The planning gave Sam a great sense of satisfaction. It was as if he carried a 3-D map of the farm around in his head. Something about the roll of the land, the shape of the tree lines, the flow of the river, the distances from one place to another—something about it made everything break down so easily into ambush zones, kill zones, fallbacks. Into places for tripwire and barbed wire and deadfalls. Once you recognized the attack was inevitable, the farm seemed to collaborate in its own defense. As if there were some force or power at work that only needed Sam's prompting to create order, pattern, and sense. It was about the only thing left that did make sense.

And then Sam realized his brother Mark was standing in front of him, holding the extension cord in his hand.

"Hello Sam," Mark said. "You might want to be careful leaving your hot plate plugged in like that. Could maybe start a fire."

Sam stood frozen, dumbfounded. First came a rush of relief that his brother had made it so far inside the perimeter without being stabbed, spiked, crushed, or blown to kingdom come. But then, why had none of the traps worked? Why had none of the alarms or barriers worked? How was it possible that anyone—even Mark—could get so close to him, close enough to practically reach out and touch him, with Sam so utterly oblivious? He felt a deep stab of shame, and with it came a sudden, stiffening resentment.

Sam took the extension cord from his brother without saying a word. He walked back to the house and plugged in his hot plate again, setting the coffee pot beside it. "I was just about to make coffee," Sam said as he began rummaging for the coffee can. "You want any?"

"Yeah sure," Mark sighed. "I'll take a cup."

The first coffee can Sam checked was filled with nails and washers. The second had mostly pull-tabs from several cases of beer. After searching and pulling apart stacks of junk he stumbled across the one that actually contained coffee. He carefully measured out several scoops and set the pot to boil, then walked back out.

They stood there facing one another, beside the ruined house they had grown up in. There was no place to sit. Sam brought out another Chesterfield and fired it up.

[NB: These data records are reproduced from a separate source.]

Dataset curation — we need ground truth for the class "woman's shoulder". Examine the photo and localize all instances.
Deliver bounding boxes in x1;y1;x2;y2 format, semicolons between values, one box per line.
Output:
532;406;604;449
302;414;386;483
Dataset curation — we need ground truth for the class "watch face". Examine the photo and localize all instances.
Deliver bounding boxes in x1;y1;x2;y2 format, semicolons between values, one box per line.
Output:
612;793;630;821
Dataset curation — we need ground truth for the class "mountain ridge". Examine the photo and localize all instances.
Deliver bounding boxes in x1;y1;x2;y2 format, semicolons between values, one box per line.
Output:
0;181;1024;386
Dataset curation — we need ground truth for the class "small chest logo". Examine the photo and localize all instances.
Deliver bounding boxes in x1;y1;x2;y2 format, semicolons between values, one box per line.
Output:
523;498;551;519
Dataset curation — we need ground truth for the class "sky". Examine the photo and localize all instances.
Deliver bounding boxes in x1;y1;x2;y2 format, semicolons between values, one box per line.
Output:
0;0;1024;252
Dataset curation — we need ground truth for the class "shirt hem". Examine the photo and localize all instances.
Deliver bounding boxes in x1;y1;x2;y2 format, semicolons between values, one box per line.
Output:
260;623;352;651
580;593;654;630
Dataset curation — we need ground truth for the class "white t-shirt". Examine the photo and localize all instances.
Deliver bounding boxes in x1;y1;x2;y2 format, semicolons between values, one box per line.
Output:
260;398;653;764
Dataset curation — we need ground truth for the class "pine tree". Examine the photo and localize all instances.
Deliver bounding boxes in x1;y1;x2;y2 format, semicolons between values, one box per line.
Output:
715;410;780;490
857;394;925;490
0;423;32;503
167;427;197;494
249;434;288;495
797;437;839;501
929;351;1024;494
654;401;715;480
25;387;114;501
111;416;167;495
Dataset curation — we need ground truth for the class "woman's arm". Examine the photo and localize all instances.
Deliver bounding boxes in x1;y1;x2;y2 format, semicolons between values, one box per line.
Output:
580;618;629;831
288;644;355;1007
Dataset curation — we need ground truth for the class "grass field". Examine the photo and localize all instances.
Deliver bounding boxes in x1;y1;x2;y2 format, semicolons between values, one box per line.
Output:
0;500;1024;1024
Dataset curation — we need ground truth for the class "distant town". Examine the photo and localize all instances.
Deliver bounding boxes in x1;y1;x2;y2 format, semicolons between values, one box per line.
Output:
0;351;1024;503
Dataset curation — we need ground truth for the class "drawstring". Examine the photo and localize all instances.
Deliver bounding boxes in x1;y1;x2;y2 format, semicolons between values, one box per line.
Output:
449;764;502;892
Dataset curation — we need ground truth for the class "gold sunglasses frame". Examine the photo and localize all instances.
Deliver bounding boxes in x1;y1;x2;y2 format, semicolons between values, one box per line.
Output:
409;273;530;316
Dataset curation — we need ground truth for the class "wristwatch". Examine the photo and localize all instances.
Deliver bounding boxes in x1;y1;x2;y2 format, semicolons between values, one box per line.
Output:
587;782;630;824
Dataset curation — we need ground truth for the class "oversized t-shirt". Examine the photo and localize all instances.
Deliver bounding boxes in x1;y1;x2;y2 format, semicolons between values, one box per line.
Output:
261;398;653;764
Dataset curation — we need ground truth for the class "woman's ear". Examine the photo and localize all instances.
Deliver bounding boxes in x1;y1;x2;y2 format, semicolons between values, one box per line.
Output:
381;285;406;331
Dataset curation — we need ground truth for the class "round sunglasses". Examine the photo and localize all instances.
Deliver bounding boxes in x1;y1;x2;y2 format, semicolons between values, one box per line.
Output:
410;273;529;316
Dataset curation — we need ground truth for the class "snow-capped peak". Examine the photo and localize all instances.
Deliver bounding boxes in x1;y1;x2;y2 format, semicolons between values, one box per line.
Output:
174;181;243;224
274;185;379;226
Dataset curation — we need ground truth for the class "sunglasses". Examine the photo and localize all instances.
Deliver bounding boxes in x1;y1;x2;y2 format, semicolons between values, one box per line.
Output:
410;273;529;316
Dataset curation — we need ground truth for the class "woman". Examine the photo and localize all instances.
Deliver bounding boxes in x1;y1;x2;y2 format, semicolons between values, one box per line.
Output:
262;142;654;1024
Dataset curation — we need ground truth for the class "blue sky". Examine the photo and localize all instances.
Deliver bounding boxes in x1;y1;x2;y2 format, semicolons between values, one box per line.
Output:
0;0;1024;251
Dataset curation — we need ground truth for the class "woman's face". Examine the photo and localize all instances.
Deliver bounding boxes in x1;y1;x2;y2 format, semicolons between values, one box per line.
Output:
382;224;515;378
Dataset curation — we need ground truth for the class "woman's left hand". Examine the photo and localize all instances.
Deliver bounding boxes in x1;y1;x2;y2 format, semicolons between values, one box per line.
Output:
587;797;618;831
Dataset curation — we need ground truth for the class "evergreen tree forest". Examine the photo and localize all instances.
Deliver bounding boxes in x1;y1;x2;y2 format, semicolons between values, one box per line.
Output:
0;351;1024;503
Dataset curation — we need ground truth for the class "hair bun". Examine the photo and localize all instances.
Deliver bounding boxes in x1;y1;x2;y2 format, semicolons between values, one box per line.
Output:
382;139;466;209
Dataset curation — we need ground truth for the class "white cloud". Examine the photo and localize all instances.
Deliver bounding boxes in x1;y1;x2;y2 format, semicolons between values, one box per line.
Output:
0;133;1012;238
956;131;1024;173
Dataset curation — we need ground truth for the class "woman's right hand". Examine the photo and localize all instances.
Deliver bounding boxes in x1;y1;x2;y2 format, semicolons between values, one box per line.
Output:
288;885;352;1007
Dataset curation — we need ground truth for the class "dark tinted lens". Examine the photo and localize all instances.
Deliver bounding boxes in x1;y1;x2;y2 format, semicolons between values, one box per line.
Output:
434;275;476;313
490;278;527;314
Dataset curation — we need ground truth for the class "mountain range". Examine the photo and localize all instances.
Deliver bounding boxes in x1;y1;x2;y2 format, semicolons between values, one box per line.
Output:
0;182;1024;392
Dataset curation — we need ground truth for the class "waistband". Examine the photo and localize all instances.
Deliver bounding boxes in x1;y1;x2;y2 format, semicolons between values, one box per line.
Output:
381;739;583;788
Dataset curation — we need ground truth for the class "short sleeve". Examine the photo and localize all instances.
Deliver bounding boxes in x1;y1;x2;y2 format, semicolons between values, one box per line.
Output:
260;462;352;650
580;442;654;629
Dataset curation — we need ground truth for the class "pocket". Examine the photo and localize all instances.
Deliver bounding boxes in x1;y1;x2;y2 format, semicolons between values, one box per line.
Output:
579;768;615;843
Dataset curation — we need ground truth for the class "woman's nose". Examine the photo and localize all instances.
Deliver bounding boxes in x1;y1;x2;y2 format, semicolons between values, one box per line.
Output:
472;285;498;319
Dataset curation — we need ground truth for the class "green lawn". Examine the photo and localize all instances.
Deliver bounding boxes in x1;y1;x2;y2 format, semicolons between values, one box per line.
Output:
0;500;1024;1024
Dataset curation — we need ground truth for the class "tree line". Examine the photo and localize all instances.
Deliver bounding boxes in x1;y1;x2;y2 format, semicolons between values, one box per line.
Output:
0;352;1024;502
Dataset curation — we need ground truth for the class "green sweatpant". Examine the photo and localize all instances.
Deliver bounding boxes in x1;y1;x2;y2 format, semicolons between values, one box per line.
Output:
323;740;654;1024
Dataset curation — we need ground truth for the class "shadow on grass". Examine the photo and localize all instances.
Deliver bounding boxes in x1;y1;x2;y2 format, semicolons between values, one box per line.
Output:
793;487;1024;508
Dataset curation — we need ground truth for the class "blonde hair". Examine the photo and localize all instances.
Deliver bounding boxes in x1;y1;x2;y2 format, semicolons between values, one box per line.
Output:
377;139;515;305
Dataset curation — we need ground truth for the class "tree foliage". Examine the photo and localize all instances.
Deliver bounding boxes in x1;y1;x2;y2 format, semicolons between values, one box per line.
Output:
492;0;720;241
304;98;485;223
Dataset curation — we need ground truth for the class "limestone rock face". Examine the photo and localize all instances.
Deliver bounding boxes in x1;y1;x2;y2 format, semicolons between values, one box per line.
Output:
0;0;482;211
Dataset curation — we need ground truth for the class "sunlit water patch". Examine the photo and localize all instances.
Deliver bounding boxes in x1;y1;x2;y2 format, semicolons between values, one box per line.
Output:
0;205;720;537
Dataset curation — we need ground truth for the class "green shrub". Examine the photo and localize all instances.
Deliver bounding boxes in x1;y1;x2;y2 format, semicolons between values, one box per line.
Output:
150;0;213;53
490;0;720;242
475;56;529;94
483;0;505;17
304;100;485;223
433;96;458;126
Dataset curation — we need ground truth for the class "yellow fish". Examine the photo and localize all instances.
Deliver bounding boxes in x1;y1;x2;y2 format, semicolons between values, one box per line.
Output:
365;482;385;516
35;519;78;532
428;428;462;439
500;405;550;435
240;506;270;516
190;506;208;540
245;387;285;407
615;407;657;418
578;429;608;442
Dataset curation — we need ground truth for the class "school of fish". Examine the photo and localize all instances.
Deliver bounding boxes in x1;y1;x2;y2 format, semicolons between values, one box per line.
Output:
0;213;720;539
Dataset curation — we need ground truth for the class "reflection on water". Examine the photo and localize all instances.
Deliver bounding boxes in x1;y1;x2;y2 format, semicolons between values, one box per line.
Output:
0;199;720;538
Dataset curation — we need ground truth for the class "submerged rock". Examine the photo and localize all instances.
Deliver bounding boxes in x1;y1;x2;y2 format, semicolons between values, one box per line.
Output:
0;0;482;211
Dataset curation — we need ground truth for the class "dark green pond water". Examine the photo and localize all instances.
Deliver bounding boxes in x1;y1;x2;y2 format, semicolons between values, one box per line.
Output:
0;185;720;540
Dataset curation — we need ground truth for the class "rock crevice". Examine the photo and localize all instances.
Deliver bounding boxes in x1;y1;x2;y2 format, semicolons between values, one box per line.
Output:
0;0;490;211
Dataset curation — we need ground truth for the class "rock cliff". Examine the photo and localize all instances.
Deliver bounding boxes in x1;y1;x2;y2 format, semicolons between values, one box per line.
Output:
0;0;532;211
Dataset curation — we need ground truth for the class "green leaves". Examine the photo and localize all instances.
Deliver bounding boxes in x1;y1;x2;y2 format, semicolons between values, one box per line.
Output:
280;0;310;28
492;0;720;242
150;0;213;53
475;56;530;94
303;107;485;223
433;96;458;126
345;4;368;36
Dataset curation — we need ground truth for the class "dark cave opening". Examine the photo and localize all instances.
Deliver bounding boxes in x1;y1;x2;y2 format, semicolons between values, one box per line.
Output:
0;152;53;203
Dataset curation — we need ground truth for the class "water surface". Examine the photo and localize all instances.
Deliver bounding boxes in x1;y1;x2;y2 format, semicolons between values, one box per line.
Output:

"So how've you been?" asked Mark.

"Fine. Just fine," said Sam. "Yourself?"

"Can't complain."

"How's the family?"

"They're all good. Sara sends her love. Your nephew and your niece, they miss you. Asked after you at Christmastime."

The shift from small-talk to family-talk caught Sam by surprise. Little Becky, littler Daniel. They had probably done a lot of growing since last he'd seen them. He had meant to wrap something up for them at Christmas, but there had been so much to do around the farm that he never found the time. "Well, you tell them their Uncle Sam misses them too."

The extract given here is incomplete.